Hopefully Suu Kyi’s China visit will show positive attitude toward Myitsone dam

By Hu Weijia Source:Global Times Published: 2016/8/15 0:23:40

It seems the China-funded Myitsone dam, a symbolic project for Sino-Myanmar cooperation that was suspended in 2011, is coming to a turning point ahead of Myanmar's State Counselor Aung San Suu Kyi's China visit. Media reports over the weekend announced that Myanmar had set up a committee to review hydropower station projects in the country's Kachin state, including the long-suspended Myitsone dam.

This move is widely viewed as a signal that the project will resume and is believed to be indicative of the new administration's attitude toward Sino-Myanmar economic ties and toward the geopolitical rivalry between the West and China in Southeast Asia. More good news is expected during Suu Kyi's upcoming trip as the new administration may eventually begin touching upon the most sensitive parts of bilateral economic ties, but it may be not realistic that the long standing issue of Myitsone dam will be entirely resolved during Suu Kyi's visit.

Diversified opinions over the construction of the Myitsone dam have been expressed by different groups in Myanmar, including the new government, local armed forces, non-governmental organizations and local residents. Although the government has offered an olive branch to China and may hope to restart the long-suspended Myitsone project, it will not be smooth sailing if Chinese investors can not win support from a wide range of political and public groups.

The Myitsone project is located in Kachin state where the Kachin Independence Army (KIA) wields great influence. Factoring in a complex local political environment, China can not simply deal with the government, but has to respect local political powers and earnestly listen to public opinions over the project.

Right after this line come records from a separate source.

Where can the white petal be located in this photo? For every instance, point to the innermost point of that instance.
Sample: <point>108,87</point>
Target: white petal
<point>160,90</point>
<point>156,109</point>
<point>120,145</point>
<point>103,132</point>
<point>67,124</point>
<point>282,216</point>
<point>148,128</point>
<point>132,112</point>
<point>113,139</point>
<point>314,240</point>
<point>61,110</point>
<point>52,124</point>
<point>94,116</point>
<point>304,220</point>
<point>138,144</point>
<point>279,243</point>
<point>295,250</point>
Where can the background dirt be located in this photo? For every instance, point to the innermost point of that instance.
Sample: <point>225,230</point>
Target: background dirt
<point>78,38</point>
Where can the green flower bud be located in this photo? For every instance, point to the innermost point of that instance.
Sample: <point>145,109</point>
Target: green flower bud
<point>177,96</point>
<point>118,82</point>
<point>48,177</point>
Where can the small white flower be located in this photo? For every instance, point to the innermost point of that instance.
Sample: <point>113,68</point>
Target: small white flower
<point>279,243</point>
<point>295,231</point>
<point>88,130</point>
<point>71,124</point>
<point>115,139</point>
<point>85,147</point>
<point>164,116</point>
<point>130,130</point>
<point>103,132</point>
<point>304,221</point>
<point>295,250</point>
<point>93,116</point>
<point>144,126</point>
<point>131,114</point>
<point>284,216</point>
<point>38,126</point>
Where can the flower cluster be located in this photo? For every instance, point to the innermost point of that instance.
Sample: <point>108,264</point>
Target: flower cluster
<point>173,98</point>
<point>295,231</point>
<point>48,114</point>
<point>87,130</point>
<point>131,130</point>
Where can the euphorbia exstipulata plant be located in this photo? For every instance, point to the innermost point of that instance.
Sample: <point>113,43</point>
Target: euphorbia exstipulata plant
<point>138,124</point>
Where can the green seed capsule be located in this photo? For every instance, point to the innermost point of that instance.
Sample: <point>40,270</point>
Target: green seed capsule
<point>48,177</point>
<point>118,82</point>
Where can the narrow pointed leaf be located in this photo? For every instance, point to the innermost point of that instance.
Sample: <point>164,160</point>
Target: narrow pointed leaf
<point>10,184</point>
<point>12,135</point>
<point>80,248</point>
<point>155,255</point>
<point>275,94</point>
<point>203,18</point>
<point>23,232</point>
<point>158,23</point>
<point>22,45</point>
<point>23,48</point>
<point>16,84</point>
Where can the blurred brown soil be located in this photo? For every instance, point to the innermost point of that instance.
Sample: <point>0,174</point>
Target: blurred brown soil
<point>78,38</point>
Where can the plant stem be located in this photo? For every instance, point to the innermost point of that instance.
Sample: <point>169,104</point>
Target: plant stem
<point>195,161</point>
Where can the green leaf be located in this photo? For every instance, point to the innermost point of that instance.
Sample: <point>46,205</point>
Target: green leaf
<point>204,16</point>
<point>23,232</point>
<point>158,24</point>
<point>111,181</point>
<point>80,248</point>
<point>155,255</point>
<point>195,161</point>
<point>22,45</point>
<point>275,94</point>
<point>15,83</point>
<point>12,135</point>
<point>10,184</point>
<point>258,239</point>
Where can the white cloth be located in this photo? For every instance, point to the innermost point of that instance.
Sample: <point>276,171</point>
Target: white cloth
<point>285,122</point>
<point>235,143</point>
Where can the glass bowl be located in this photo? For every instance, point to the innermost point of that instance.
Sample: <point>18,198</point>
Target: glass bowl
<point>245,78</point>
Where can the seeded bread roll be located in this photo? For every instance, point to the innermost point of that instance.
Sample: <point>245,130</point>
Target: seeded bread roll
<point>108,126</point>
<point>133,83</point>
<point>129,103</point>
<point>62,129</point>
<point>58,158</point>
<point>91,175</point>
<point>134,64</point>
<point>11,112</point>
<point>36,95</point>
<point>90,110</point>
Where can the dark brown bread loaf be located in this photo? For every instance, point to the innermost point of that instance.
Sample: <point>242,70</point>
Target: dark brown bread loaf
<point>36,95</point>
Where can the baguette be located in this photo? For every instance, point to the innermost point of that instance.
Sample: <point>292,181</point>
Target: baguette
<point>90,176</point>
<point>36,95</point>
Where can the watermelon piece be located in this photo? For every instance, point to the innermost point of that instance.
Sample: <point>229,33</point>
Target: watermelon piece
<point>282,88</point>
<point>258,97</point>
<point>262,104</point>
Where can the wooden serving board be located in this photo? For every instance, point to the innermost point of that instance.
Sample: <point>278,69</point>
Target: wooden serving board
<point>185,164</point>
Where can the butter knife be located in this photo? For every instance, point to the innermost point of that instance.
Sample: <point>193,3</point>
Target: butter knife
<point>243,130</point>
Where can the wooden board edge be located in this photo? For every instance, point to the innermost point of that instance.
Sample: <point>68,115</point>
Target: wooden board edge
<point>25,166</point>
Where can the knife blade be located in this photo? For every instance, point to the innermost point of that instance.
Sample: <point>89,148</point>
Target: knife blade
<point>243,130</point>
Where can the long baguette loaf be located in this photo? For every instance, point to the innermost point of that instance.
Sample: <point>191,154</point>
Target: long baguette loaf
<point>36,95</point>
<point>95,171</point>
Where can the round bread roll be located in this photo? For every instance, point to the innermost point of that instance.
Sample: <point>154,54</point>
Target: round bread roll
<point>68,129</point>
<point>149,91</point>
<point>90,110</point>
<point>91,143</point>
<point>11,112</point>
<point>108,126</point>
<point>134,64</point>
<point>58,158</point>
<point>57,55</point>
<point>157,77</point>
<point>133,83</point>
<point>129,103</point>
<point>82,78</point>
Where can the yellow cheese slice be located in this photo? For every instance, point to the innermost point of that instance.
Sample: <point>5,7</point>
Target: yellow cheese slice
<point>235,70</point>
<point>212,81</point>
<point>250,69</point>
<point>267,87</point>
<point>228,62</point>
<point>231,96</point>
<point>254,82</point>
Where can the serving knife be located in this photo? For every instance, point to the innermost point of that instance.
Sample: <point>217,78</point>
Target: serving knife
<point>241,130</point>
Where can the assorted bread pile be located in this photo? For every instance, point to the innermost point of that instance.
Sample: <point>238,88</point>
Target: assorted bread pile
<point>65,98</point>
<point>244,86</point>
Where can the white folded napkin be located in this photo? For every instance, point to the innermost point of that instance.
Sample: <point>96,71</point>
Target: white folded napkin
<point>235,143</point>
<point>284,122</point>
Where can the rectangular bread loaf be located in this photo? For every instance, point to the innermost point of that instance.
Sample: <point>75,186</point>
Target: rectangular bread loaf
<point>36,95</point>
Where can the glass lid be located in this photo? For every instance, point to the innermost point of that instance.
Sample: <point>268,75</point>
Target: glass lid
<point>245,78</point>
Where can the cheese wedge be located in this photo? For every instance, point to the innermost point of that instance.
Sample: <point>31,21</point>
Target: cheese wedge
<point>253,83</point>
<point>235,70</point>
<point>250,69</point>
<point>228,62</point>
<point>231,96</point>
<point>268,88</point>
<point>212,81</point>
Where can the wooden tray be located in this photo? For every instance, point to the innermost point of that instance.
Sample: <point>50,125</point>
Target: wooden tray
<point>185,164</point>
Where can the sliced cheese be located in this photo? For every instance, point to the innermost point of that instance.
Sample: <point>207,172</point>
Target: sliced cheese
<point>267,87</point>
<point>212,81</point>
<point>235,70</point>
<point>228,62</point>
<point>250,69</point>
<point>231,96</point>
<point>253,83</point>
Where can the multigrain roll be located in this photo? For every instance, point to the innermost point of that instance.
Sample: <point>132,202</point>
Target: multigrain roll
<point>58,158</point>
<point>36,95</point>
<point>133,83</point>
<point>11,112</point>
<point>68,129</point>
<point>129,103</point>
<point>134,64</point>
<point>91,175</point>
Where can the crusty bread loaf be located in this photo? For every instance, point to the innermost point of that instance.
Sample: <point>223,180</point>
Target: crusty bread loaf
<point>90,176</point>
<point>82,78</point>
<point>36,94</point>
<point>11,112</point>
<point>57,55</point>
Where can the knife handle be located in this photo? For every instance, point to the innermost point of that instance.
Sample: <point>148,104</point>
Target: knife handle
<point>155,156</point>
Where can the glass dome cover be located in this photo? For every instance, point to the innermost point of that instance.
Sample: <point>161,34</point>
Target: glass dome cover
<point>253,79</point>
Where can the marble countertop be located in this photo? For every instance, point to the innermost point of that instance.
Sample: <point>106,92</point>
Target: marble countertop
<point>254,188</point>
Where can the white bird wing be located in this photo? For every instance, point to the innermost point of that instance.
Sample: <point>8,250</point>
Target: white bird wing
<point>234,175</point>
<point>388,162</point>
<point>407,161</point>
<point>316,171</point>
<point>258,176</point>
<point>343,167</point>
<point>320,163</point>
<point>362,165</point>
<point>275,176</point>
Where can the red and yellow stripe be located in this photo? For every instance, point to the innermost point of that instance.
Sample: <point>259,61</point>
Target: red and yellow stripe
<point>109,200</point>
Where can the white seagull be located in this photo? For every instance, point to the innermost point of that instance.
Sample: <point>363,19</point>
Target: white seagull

Currently China has  an opportunity in gaining wider support as the Southeast Asian country urgently needs hydropower projects to meet the increasing power demands as the new administration works to restart the nation's economic engine. According to media reports, some officials are urging the public to support hydropower projects in Myanmar, where less than one-third of the population has access to electricity.

According to media reports, Myanmar would get 10 percent of the electricity produced by the Myitsone dam for free if it is put into operation.

Hopefully, Suu Kyi, who enjoys an almost divine status among some Myanmese people, will show a positive attitude toward the project during her upcoming visit to China and ease any lingering vigilance against the China-funded hydropower project by the local population.